What a difference a year makes. And doesn't make.
Something to repeal and replace
Ongoing rhetoric is more about electioneering than policy discussion
Of course, healthcare reform is now the law of the land. That, everyone must agree—for better or worse—is a fairly significant difference. But as far as the reform rhetoric, the beat goes on. It's essentially the same old song in many circles.
It was about this time last summer when the heat was near its peak. I'm not talking climatology but rather the temperature of the debate over the reform proposals being dissected across America. Those plans morphed into what we now know as the Patient Protection and Affordable Care Act, and from the opponents there were endless warnings of “rationing,” “socialism” and a “government takeover” of healthcare, among others.
The attacks continue and have even intensified at times, as newly installed CMS Administrator Donald Berwick can tell you. But they're also frequently accompanied by two words: “repeal” and “replace.” Healthcare reform must be expunged and some undefined “common sense” alternative must be enacted, according to the law's indefatigable foes.
First of all, we get it. It's an election year and some GOP lawmakers might truly believe everything in the law is moving the country down the wrong path. But they're also telling voters what they believe they want to hear. After all, a majority of the electorate still disapproves of the law, right?
According to many polls, yes, but others, including one by USA Today/Gallup and another by the Associated Press recently showed most respondents favor the reform package, albeit by slim margins. Sentiment seems to be shifting as the law is implemented and people are starting to see some benefits.
Proponents of the “repeal and replace” movement should certainly know their efforts aren't rooted in reality. For years to come, their numbers in Congress necessary to accomplish such a goal just won't be there even should the GOP succeed in taking back both houses of Congress in November. Remember that President Barack Obama has an endless supply of veto pens in the Oval Office.
Just last week, the Wall Street Journal ran an intriguing analysis running scenarios showing how the Republicans certainly stand a chance of winning the Senate in the midterm elections. But even in the Journal's rosiest picture, the GOP secures only a 51-49 majority. Given that breakdown, don't look for vetoes to be overridden.
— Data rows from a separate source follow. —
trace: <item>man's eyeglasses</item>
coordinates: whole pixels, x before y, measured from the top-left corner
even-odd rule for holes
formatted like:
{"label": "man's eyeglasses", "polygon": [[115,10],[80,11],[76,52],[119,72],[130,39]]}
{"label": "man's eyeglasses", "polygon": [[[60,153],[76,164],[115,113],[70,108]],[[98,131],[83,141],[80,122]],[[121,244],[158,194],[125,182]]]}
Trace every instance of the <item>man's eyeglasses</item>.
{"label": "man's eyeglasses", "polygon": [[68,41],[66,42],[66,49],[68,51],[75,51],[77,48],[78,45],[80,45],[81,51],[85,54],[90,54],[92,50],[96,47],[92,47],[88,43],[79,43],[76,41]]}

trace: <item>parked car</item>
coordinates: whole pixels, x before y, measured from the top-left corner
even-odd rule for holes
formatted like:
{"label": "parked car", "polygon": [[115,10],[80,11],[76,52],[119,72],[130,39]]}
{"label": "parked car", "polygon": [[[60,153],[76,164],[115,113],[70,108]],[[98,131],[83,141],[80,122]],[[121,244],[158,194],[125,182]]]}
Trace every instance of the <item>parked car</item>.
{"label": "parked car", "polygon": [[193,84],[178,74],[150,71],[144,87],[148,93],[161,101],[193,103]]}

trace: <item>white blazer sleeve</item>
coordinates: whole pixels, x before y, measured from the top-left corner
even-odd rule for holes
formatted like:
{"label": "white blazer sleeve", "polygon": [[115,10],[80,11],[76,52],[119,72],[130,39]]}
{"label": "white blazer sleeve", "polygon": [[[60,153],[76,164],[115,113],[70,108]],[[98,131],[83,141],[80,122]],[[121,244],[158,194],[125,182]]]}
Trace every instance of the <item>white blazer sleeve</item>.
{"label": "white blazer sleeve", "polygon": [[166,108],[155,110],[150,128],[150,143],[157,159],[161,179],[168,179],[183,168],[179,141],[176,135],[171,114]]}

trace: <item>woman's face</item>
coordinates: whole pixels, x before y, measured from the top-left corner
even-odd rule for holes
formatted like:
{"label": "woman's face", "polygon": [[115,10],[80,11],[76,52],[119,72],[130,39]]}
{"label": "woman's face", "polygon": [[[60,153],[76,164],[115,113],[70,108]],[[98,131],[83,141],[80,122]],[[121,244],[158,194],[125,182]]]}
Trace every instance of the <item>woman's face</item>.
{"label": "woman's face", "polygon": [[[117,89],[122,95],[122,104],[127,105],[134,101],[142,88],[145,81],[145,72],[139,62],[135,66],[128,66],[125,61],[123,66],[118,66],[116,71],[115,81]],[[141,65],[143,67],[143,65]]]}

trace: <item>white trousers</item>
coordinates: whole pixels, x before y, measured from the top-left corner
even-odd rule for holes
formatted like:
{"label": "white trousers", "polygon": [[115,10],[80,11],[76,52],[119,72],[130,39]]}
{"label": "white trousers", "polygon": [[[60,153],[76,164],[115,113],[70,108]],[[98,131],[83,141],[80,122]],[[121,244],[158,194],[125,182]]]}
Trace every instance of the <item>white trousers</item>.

And isn't it a little early to write off the Democrats?
We can't forget the facts that drove the push for reform all along: Healthcare in this country is broken. While this nation absolutely has some of the best healthcare providers in the world, the “system” is deeply flawed and even dangerous. Just last month the Commonwealth Fund released updated figures showing, once again, that while the U.S. spends the most per capita on healthcare, the U.S. ranks last overall based on a study comparing seven developed Western nations on measures such as patient safety, access and efficiency.
Even supporters of the Patient Protection Act concede the law is far from perfect. Time will tell how well it expands access and whether it can rein in costs. But the status quo was unaffordable and never acceptable, and laws can be tweaked far short of repeal.
Consider the decades-old National Health Service in Britain (popular in that nation but not so much here—again, go ask Dr. Berwick). As Modern Healthcare's Gregg Blesch reports in this issue (p. 32), that system is now being radically revamped to put primary care more toward the center of the universe.
As U.S. healthcare reform rolls out, let the debate continue over how to fine-tune healthcare delivery. But it's the over-the-top rhetoric that deserves to be repealed and replaced.